Geçtiğimiz salı günü, Konak’a bağlı Güzelyalı semtinde seyyar satış yapan Serdar Koyğun ile Büyükşehir Belediyesi’ne bağlı zabıta ekipleri arasında bir arbede yaşandı. Ekipler, Koyğun’un satış yaptığı araca el koymak istedi. Bu duruma tepki gösteren Koyğun ile zabıta ekipleri arasında kısa sürede büyüyen bir tartışma başladı. Tartışma, zabıta görevlilerinin serbest satışı engelleme çabası ile fiziki bir müdahaleye dönüştü. Zabıtalar, Koyğun’u yere yatırarak darp etti. Olay sırasında çevrede bulunan vatandaşlar ise zabıta ekiplerinin orantısız güç kullanmasına karşı tepki gösterdi. Bazı vatandaşlar, Koyğun’u korumaya çalışırken, diğerleri yaşananları kayıt altına aldı. Koyğun’un darbedildiği anların kaydedildiği görüntülerde, çok sayıda zabıta memurunun üzerine çullandığı, bir zabıtanın Koyğun’un kafasına defalarca yumruk attığı ve yere yatırarak darbettiği anlar yer aldı. Ayrıca, Koyğun’a aşırı müdahalede bulunan bir zabıtanın gözlerine biber gazı sıktığı, bu anlarda müdahale etmek isteyen bir kadının da yüzüne darbe aldığı, bunun sonucunda fenalaştığı görüntülendi.
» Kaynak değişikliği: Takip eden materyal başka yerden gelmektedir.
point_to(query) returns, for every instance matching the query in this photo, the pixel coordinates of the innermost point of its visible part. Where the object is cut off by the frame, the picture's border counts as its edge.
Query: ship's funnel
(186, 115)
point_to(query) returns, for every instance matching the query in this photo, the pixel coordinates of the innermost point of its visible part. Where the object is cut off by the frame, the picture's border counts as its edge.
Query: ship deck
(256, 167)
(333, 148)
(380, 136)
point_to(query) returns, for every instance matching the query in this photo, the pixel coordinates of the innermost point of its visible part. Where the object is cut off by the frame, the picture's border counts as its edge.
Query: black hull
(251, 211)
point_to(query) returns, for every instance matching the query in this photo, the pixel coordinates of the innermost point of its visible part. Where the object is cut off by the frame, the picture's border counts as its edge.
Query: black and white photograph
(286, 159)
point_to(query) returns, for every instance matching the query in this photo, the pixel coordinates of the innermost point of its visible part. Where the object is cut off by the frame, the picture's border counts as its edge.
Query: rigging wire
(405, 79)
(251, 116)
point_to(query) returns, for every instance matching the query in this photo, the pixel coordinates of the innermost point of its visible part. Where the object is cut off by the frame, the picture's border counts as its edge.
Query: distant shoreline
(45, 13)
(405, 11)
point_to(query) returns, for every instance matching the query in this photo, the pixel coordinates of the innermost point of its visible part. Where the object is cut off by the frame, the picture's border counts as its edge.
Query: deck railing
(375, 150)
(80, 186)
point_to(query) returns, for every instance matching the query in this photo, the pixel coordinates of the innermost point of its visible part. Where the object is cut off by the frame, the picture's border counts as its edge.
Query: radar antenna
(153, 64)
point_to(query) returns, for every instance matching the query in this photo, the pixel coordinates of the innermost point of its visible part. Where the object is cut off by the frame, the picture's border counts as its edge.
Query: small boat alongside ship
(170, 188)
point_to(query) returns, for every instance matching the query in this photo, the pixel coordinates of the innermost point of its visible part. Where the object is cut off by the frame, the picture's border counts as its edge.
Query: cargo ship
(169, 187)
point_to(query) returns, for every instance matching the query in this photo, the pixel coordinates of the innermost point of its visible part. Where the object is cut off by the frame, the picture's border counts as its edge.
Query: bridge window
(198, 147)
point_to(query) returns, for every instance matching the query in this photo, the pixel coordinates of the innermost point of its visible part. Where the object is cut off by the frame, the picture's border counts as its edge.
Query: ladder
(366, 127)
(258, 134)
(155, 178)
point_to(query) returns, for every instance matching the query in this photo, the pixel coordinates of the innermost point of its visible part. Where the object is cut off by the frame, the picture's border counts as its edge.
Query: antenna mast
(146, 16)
Olay günü yaşananları anlatan Serdar Koyğun, “İzmir Büyükşehir Belediyesi zabıtası geldi. Yerde malım vardı, bir kısmı da arabamdaydı. Zabıtaya, yerdeki malımı almamalarını söyledim. ‘Bir ay önce çocuğum oldu’ dedim. ‘Allah razı olsun’ demelerini beklerken, biri bana ‘Bana ne senin çocuğundan’ dedi. Bu söz karşısında ‘Nasıl konuşuyorsun sen?’ dedim. Ardından bana küfür etti. Ben de sinirlendim ama hiçbir şey yapmadan tokat yedim. Tokadı yedikten sonra 10 kişi birden üzerime saldırdı. O sırada orada bulunan iki kadının da olaya tanıklık ettiğini belirtti.
Olayın ardından, Koyğun’un elinde bozulmaya yüz tutmuş domatesler kaldığını ve cebinde beş kuruş dahi olmadığını ifade eden Koyğun, “Belediye tarafından el konulan mallarımı almak için Zabıta Dairesi Başkanlığı’na gittiğimde, amirleriyle görüşmek istememe rağmen malımı vermediler. Şu an cebimde beş kuruş bile yok. Eğer bu domatesleri satabilirsem, bunları Cuma namazı çıkışında satmayı düşünüyorum” dedi. Koyğun, yardım eden iki kadının sağlık durumunu düşündüğünü, onlara ulaşamadığını ve kelle başı için endişeleri olduğunu dile getirdi.
Olayla ilgili İzmir Büyükşehir Belediyesi tarafından yapılan açıklamada, zabıta personelinin görev sınırlarını aştığı ve bu nedenle haklarında idari soruşturma başlatıldığı bildirildi. Açıklamada, zabıta personelinin görevleri sırasında karşılaştıkları mukavemet sonrasında yaşanan olumsuz görüntülerden büyük üzüntü duyduklarına vurgulandı. Ayrıca, söz konusu olayla ilgili olarak zabıta memurlarının görevlerinden açığa alındığı duyuruldu. İzmir Büyükşehir Belediyesi, çalışanlarının görevlerini hukuk devleti ilkeleri, insan haklarına saygı ve vatandaş odaklı hizmet anlayışıyla yürütmesinin temel prensibi olduğunu belirtti.